Glaxosmithkline, Europe's biggest pharmaceutical company, continued its policy of doing small scale partnership deals and eschewing so-called mega mergers yesterday by penning an exploratory agreement with biotechnology group Chroma.
The deal, which could eventually be worth as much as $1bn, gives GSK access to a technology that Oxford-based Chroma claims helps molecules suppress identifiable cells more efficiently, and with fewer side effects. The deal is centred on compounds developed to treat inflammatory diseases, such as rheumatoid arthritis.
Ian Nicholson, the chief executive of privately-owned Chroma refused to say how much GSK had paid up-front, but the pharma giant has decided to enter the agreement even before the technology has passed "proof-of-concept" assessments, only after which can it be tested on patients. Under the deal GSK will pay Chroma so-called milestones as the technology clears certain regulatory hurdles, and will get the licence to market the drugs, paying Chroma a royalty on any sales.

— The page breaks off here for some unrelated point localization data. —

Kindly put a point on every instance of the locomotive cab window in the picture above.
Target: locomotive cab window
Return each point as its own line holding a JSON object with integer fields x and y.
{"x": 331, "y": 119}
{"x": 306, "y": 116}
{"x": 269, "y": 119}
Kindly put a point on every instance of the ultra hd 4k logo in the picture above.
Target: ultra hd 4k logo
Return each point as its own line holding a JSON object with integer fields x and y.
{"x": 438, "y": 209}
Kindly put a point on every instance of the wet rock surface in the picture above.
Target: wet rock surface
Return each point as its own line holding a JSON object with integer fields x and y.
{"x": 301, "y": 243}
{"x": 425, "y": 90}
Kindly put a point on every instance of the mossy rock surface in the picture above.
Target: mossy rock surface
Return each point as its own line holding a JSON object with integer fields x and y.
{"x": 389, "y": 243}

"We are delighted to collaborate with GSK to advance novel targeted therapies using our technology. This collaboration provides strong validation of our technology platform and will enable Chroma to progress a broad pipeline of novel agents against a range of serious diseases," said Mr Nicholson.

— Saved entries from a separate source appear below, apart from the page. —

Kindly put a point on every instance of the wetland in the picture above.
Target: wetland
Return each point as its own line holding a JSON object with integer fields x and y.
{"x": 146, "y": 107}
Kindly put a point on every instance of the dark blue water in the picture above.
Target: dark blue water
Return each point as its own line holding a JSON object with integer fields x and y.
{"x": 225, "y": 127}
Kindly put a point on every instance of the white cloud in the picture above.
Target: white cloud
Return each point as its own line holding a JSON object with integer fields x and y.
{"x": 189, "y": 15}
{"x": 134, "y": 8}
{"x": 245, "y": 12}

GSK, which also participated in Chroma's £15m equity raising yesterday, has signed several early stage deals in recent months. "This agreement marks GSK's continued efforts to access the best science and technology platforms worldwide. We believe Chroma's platform has tremendous potential, and look forward to working with Chroma to accelerate the discovery and development of innovative new medicines for patients," said Shelagh Wilson, a vice president at the company.
Mr Nicholson also revealed that Chroma is considering a public listing.